A university degree and a well-paid job give access to the Good Life, which includes a spacious home, Persian carpets, marble surfaces in the bathroom and a holiday home in the Sounds. It is easy to scoff at the equation between material wealth and happiness, but one of Duff’s fine achievements is to show the dishonesty of such ridicule when it is accompanied by the romantic illusion that working-class austerity is ennobling. Instead, life for the non-possessing is shown to be a meaningless existence eked out in ‘working-class shit-holes’, supported either by an ‘arsehole of a demeaning job’, ‘wild dreams and dumb schemes’ of criminals or just by hanging in until dole day. The novel recreates an 18th-century perspective in which life is nasty, brutish and short, except for the civilised few who have a certain financial competence. Elinor Dashwood puts the price of happiness at £1000 a year (circa 1800), Penelope Harland thinks that $300,000 is not excessive; and they are probably talking about similar amounts for the gratification of similar desires, not just for grace and comfort in their surroundings, but also for good books and music and enough leisure to enjoy them.

Seen through Sonny Mahia’s eyes, these advantages are heavenly, ‘a kind of perfection’, pointing to ‘the possibility of life triumphing over the goneness of life’. Assuming he is right, and that fine surroundings and music really can convey such blessings, the crucial question the novel poses is: how can they be acquired? In part, Duff the novelist makes this seem as easy as Duff the columnist says it is. There is no sense that existing structures need to be changed so that the joys of heaven are more equally distributed. When Sonny says, ‘I wanna turn this fuckin life around … But how?’, part of the answer given is that he should make more effort: instead of cracking open another can or being misled by Jube, he should see that it’s himself that’s the problem. He slates his parents for not introducing him to classical music: ‘It was all there all this damn time and no one’d told him.’

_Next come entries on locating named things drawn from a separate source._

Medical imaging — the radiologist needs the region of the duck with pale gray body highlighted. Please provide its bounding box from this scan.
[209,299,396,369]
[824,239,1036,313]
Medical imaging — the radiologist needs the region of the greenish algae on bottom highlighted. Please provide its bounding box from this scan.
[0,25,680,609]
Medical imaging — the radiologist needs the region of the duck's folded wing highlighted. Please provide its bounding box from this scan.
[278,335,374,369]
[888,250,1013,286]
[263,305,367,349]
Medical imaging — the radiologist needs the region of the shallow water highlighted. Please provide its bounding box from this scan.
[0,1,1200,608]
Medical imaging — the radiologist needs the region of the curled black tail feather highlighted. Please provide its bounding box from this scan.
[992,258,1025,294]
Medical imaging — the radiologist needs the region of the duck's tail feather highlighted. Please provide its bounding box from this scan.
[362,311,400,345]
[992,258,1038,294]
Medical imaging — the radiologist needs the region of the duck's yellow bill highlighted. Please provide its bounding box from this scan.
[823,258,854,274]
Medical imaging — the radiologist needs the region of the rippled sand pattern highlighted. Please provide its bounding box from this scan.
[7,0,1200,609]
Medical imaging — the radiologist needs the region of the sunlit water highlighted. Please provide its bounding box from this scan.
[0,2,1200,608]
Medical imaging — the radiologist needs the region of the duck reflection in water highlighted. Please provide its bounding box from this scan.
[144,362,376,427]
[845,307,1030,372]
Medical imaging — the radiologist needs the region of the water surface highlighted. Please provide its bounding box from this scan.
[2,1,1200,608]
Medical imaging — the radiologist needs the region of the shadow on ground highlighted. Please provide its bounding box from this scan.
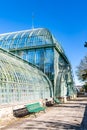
[80,105,87,130]
[24,121,80,130]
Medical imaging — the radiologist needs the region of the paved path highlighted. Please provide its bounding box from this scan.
[1,97,87,130]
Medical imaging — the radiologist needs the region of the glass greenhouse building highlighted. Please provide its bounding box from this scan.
[0,28,76,103]
[0,48,53,104]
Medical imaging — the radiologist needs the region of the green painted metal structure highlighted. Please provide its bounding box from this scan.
[0,28,76,102]
[0,48,53,105]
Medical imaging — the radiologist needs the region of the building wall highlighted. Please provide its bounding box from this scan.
[0,49,53,104]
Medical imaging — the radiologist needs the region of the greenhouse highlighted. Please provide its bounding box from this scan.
[0,48,53,104]
[0,28,76,102]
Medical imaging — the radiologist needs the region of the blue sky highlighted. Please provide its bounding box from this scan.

However, the novel reveals a situation rather more complex than a heaven of opportunities there all the time for the taking. Sonny’s life is turned around only at the point of death, and his experience of beauty and innocence in fantasy at the end points to his creator’s difficulty in showing how it could have happened in reality earlier. Sonny can briefly know the god within himself in response to the soaring crescendos of Slavonic liturgy, but he cannot stay indefinitely in his tiny room, insulated for ever from a sense of un-godlike worthlessness daily confirmed either by some arsehole of a demeaning job, or by no job at all. Only by dying for her can he share in the beauty of Penelope’s life to which he had been so passionately drawn. He cannot even ensure that the next generation knows that universities, like classical music, have been there all the damn time, because a society centred on Tavistocks bar appears not to have a next generation: children are scarcely mentioned, nor are women except as sex objects.

The idea of a dispossessed class capable of salvation is effectively obliterated. The evasions necessary to maintain the idea that anyone can be rich and successful are exposed in One Night Out Stealing, and it is about the state of the world rather than the state of the nation. Apart from a (fairly muted) suggestion that Maori are both more susceptible to weakness and more worthy of redemption than Pakeha, this is not a particularly New Zealand novel: with a few changes, Tavistocks could be in a poor suburb anywhere, its clientele appearing to confirm Auberon Waugh’s belief that the lower classes are extraordinarily cruel and unpleasant people, but also, through the life and death of Sonny Mahia, showing that within existing structures there is nowhere else for them to go.

One Night Out Stealing endorses the philosophy of the New Right, and invites the affluent to congratulate themselves on their refinement and virtue, join Neighbourhood Watch, and dismiss as inevitably depraved the underclass that lives on their doorstep. But by heeding the tale and not the teller we can see just how flawed that philosophy is.

 

Ruth Brown is an expatriate New Zealander living in Sussex.